Potthoff presented council members with some updated figures on the bond’s anticipated impact on taxpayers. She said the aim is to bring the property tax rate back to around where it was last year. “So actually, what we’re looking at is an increase of 0.0023 cents, which is less than a fourth of a cent, over the 2017 rate,” she said. “But it is a 0.0271, just a little bit over two cents, increase from the ’18 rate because it went down last year.”

Several Monterey-area residents and others voiced their support for the improvements, but others were still concerned about the financial arrangement.
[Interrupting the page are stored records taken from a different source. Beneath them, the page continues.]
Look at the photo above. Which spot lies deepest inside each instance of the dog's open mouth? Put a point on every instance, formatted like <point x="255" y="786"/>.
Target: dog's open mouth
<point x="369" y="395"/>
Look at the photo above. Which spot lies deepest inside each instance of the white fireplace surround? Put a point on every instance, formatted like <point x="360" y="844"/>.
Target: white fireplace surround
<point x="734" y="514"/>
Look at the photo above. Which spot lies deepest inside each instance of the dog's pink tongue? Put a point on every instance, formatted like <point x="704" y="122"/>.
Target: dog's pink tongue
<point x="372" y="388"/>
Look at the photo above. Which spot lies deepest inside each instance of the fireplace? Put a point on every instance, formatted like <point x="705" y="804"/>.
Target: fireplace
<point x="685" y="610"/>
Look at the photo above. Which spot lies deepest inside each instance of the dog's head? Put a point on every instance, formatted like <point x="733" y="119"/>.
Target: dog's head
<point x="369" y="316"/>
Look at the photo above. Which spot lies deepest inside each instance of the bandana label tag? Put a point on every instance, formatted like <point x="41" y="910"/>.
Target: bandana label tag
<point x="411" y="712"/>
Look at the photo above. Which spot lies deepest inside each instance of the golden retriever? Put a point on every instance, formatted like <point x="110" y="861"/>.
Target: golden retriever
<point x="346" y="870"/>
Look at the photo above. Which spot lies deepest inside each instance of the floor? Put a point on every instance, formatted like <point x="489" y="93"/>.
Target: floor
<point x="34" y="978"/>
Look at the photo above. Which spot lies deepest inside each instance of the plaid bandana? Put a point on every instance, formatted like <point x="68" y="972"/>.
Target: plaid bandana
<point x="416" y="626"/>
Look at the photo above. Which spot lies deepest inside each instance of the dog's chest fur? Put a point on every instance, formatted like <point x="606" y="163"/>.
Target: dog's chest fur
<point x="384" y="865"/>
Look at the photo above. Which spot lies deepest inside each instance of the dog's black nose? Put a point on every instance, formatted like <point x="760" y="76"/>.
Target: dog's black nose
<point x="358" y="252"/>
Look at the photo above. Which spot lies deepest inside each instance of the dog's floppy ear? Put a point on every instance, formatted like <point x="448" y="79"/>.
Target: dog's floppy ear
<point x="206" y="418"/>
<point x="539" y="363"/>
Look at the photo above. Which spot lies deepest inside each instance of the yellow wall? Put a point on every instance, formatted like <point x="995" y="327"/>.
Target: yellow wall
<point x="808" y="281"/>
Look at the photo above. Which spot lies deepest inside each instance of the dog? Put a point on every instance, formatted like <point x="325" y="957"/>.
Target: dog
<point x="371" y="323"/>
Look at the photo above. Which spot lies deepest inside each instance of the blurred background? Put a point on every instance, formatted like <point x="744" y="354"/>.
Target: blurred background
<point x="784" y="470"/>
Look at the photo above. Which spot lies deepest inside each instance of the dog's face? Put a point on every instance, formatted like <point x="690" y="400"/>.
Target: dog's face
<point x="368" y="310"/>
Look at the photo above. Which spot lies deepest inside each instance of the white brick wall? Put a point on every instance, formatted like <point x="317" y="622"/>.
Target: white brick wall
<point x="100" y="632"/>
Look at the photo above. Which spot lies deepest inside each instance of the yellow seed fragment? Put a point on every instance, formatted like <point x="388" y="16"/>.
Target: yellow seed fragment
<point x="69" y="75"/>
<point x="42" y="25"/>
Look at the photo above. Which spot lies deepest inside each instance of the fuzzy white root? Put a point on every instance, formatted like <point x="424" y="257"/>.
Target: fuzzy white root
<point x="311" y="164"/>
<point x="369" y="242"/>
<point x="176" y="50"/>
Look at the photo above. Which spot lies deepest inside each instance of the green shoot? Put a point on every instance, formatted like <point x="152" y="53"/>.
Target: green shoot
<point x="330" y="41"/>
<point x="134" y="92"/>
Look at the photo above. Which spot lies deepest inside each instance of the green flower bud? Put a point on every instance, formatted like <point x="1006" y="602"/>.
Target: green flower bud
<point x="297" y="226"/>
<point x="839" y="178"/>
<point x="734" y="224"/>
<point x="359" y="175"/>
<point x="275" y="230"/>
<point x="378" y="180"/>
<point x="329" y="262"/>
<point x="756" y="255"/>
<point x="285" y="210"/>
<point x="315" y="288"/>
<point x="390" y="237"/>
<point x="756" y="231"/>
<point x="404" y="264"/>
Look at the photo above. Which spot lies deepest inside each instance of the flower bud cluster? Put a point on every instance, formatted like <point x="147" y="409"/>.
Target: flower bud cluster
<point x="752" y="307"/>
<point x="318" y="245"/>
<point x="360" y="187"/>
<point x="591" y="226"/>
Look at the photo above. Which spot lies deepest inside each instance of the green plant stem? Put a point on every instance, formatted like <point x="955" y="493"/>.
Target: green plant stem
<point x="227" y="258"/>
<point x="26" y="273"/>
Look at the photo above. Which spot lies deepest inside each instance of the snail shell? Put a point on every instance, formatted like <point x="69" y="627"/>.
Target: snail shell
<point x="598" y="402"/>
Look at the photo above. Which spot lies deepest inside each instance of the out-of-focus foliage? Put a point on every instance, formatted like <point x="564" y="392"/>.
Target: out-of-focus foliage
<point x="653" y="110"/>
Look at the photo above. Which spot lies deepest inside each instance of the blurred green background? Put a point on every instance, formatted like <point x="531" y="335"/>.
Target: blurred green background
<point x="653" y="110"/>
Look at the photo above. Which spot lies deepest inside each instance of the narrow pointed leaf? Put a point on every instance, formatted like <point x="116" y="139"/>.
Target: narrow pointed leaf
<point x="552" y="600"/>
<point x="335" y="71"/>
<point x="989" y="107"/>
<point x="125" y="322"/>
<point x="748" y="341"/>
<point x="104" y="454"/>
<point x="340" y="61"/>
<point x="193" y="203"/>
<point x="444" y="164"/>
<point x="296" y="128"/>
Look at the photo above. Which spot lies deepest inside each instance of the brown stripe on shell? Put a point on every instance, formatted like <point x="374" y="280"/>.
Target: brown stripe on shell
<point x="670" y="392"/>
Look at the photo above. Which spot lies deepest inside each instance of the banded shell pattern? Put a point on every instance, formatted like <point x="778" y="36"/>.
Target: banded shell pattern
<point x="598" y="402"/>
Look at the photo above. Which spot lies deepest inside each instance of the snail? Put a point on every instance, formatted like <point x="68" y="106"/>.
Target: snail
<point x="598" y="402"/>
Council member Linda Powers said that while she wasn’t opposed to the bond issue, she would like to see the library adopt some sort of maintenance schedule. “There have got to be plans in place to start doing little bits of repair work all the time, a one-year plan, a five-year plan, a 10-year plan,” she said. “It’s business. That’s how business works, and that’s what should be done. So I’m in favor of something like this, but just like anything else, you’ve got to have a plan in place, too, to follow it.”

Council member Ken Boswell noted that since the closure of Monterey Elementary School, the library has become the anchor of the town. “If we’re going to keep the service in Tippecanoe Township of the library, then we need to make sure that we keep ahead on the building because if that structure goes down, you’re not going to provide services, whether you want them there or not,” he said. “Even if for some reason something changed in there and you got a growth of people, you would then be putting up a new building or doing something that’s going to be a lot more costly to the taxpayers.”

Since only four of the seven council members were at Monday’s meeting, they decided to table the bond resolution, so it could hopefully be considered by the full county council next month. But they’ll have to act soon, if the library is to meet its goal of getting the bond sold and closed by the end of the year.